Question

Derive the integrated rate equation for a first-order reaction.

Hint:

{First-order reaction:} \(\ln \frac{[A]_0}{[A]} = kt\) Straight-line plot of \(\ln [A]\) vs time.

Answer 1

Concept: A first-order reaction is one in which the rate of reaction is directly proportional to the concentration of a single reactant.
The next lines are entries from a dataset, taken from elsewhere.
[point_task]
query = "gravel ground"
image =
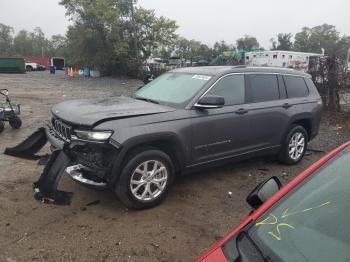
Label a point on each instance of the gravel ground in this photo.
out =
(197, 212)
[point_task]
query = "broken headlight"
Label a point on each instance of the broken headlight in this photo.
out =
(94, 135)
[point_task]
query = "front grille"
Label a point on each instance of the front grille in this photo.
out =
(62, 130)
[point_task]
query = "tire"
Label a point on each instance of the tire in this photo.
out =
(296, 138)
(137, 195)
(15, 122)
(2, 126)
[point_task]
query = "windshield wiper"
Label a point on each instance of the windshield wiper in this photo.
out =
(146, 99)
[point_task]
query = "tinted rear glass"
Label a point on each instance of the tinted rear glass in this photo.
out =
(263, 87)
(296, 86)
(311, 222)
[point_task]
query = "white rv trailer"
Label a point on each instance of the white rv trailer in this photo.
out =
(287, 59)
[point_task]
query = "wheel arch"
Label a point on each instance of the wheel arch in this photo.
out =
(166, 142)
(304, 120)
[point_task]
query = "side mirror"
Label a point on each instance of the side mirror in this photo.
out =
(210, 101)
(263, 192)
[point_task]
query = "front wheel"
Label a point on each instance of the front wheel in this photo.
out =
(2, 126)
(15, 122)
(145, 180)
(294, 146)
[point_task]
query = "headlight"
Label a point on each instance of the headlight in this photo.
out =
(94, 135)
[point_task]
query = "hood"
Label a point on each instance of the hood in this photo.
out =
(91, 112)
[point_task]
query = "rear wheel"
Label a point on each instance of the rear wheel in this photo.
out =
(15, 122)
(294, 146)
(146, 179)
(2, 126)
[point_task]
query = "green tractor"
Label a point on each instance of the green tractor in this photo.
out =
(9, 112)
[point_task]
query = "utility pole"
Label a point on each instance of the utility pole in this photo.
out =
(132, 2)
(347, 60)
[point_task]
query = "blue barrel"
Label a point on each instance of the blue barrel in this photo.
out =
(86, 72)
(52, 69)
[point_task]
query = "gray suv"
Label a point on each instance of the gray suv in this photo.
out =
(184, 120)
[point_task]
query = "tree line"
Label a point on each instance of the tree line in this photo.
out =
(116, 37)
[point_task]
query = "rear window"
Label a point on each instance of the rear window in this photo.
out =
(296, 86)
(263, 87)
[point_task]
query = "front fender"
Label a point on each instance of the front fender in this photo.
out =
(151, 139)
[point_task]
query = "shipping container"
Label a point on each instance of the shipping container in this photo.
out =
(12, 65)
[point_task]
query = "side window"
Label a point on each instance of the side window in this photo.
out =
(232, 88)
(263, 87)
(296, 86)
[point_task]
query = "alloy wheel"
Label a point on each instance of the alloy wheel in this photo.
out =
(296, 146)
(148, 180)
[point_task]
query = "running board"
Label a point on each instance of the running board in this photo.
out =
(73, 171)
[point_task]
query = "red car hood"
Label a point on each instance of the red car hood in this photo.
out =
(215, 254)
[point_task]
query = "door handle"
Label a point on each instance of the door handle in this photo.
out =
(287, 105)
(241, 111)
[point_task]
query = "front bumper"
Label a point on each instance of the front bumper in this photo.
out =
(87, 162)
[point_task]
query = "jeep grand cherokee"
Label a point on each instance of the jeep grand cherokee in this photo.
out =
(186, 119)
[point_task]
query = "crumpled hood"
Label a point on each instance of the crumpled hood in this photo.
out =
(90, 112)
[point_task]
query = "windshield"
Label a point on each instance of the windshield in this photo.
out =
(173, 88)
(311, 222)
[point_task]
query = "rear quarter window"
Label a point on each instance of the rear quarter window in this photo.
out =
(295, 86)
(263, 87)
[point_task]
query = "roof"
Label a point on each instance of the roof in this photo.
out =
(221, 70)
(284, 52)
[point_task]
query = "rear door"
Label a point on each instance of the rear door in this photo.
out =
(221, 132)
(268, 118)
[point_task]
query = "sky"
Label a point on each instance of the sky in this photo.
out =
(206, 21)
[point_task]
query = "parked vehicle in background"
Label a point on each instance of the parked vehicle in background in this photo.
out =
(42, 62)
(30, 66)
(307, 220)
(12, 64)
(184, 120)
(58, 62)
(287, 59)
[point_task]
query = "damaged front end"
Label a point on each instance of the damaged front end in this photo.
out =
(86, 161)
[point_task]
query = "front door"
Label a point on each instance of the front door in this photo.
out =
(221, 132)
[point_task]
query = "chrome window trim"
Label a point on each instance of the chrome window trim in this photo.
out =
(196, 105)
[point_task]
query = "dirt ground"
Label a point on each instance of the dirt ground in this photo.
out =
(196, 214)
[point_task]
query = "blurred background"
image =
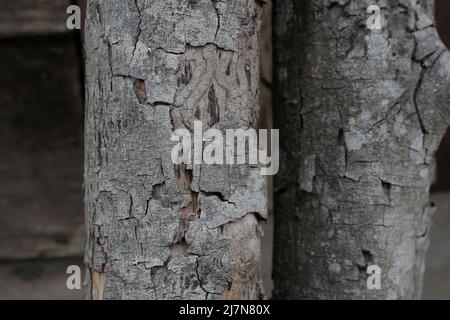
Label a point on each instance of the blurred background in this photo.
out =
(41, 153)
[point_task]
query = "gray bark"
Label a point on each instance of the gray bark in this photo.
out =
(361, 115)
(156, 230)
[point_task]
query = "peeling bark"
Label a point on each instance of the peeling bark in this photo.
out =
(361, 115)
(156, 230)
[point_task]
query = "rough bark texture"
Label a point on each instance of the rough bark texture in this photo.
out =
(361, 115)
(159, 231)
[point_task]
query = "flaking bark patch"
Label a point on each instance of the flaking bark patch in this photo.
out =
(158, 230)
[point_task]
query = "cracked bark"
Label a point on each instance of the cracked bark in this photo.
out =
(155, 230)
(361, 115)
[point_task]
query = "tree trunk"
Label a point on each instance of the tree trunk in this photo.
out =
(361, 114)
(158, 230)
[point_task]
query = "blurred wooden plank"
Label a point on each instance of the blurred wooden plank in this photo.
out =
(29, 17)
(41, 148)
(437, 271)
(38, 280)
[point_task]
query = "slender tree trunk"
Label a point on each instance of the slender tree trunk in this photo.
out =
(158, 230)
(361, 114)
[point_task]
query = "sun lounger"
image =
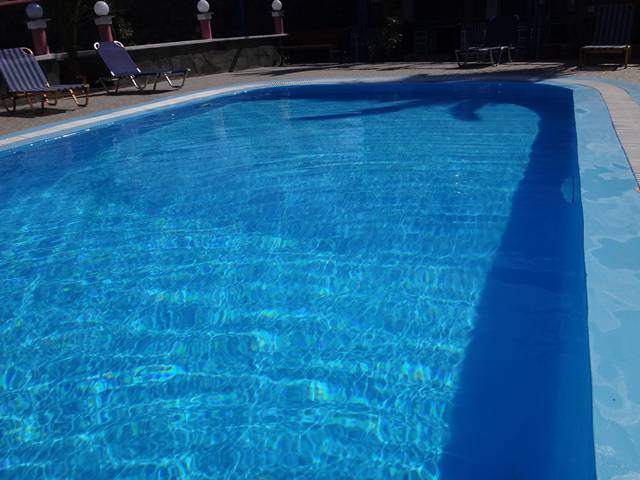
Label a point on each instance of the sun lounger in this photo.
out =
(121, 66)
(23, 78)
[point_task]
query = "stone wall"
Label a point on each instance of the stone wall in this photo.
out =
(203, 57)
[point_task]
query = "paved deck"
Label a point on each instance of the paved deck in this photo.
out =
(611, 212)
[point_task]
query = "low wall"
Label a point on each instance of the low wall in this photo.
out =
(203, 57)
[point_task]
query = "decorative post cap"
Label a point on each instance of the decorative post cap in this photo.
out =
(34, 11)
(101, 8)
(203, 6)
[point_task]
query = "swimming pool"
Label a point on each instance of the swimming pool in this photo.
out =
(344, 281)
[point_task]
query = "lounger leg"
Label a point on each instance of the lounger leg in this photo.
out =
(175, 86)
(86, 97)
(54, 101)
(140, 86)
(627, 56)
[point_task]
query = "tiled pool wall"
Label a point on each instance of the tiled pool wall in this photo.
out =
(612, 258)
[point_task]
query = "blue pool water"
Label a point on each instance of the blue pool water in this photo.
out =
(322, 282)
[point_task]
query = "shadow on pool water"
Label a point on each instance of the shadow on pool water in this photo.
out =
(523, 405)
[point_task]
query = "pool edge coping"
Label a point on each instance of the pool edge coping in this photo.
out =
(615, 96)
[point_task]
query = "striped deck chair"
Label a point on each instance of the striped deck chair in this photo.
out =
(499, 40)
(121, 66)
(612, 33)
(23, 78)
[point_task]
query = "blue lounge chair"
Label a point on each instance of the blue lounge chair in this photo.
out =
(499, 41)
(23, 78)
(612, 32)
(120, 65)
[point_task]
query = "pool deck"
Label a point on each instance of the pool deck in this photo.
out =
(612, 208)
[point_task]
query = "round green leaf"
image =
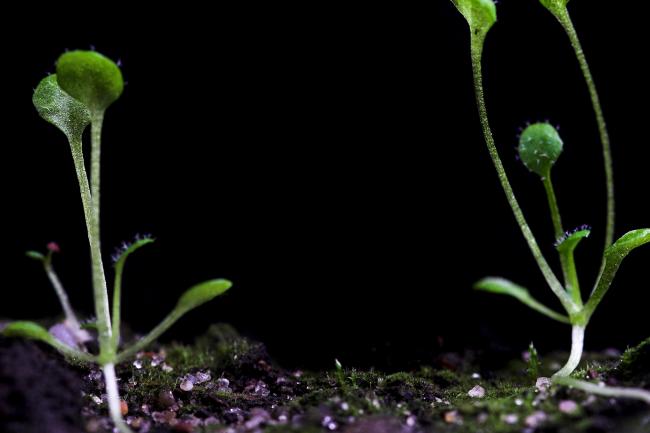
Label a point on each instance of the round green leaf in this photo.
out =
(59, 108)
(202, 293)
(90, 77)
(480, 14)
(539, 147)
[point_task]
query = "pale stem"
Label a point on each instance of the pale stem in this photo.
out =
(567, 260)
(577, 344)
(95, 161)
(551, 279)
(99, 281)
(606, 391)
(565, 20)
(113, 396)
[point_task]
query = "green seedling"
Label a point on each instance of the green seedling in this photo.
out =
(85, 85)
(539, 148)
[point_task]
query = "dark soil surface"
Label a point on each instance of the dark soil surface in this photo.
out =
(227, 384)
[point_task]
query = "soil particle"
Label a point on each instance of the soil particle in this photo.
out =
(37, 389)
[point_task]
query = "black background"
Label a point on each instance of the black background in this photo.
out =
(329, 161)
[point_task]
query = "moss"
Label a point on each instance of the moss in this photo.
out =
(436, 398)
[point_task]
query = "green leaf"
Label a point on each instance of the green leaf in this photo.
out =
(506, 287)
(539, 147)
(480, 14)
(626, 243)
(34, 331)
(569, 242)
(35, 255)
(30, 330)
(614, 255)
(192, 298)
(202, 293)
(60, 109)
(90, 77)
(555, 6)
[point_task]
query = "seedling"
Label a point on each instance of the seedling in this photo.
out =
(86, 83)
(539, 147)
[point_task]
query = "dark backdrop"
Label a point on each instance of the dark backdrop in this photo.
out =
(328, 160)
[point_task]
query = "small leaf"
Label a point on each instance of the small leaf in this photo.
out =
(89, 326)
(539, 147)
(555, 6)
(59, 108)
(35, 255)
(202, 293)
(569, 242)
(627, 243)
(480, 14)
(30, 330)
(90, 77)
(505, 287)
(614, 255)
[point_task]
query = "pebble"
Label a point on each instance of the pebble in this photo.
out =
(453, 417)
(166, 399)
(183, 427)
(543, 384)
(223, 385)
(477, 392)
(164, 417)
(535, 419)
(187, 384)
(135, 422)
(203, 376)
(568, 406)
(258, 417)
(411, 421)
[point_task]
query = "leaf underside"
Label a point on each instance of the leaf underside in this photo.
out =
(503, 286)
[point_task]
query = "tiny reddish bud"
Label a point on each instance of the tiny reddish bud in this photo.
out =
(124, 408)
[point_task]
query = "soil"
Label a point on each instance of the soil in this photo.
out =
(224, 383)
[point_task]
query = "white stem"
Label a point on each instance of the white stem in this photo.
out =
(607, 391)
(114, 398)
(577, 343)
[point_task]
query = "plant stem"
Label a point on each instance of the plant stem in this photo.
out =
(552, 204)
(114, 398)
(117, 301)
(567, 260)
(577, 344)
(551, 279)
(95, 162)
(151, 337)
(70, 316)
(607, 391)
(99, 281)
(565, 20)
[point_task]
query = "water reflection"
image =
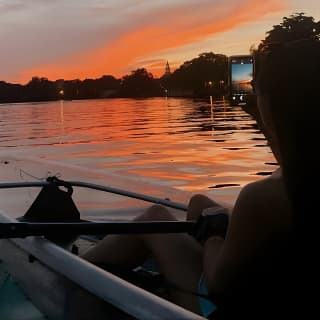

The integrated rate equation relates concentration with time and helps determine reaction kinetics.
Step 1: Rate law for first-order reaction Consider a reaction: \[ A \rightarrow \text{Products} \] For a first-order reaction, \[ \text{Rate} = -\frac{d[A]}{dt} = k[A] \] where:

• \( [A] \) = concentration of reactant at time \( t \)
• \( k \) = rate constant

Step 2: Rearranging the equation \[ \frac{d[A]}{[A]} = -k\,dt \]
Step 3: Integration Integrate both sides: \[ \int \frac{d[A]}{[A]} = -k \int dt \] \[ \ln [A] = -kt + C \] where \( C \) is the integration constant.
Step 4: Applying initial condition At \( t = 0 \), concentration \( [A] = [A]_0 \) \[ \ln [A]_0 = C \] Substitute back: \[ \ln [A] = -kt + \ln [A]_0 \]
Step 5: Final integrated rate equation \[ \ln \frac{[A]_0}{[A]} = kt \] Alternative forms: Using base-10 logarithm: \[ \log \frac{[A]_0}{[A]} = \frac{kt}{2.303} \] Conclusion: Thus, the integrated rate equation for a first-order reaction is: \[ \ln \frac{[A]_0}{[A]} = kt \] which shows that concentration decreases exponentially with time.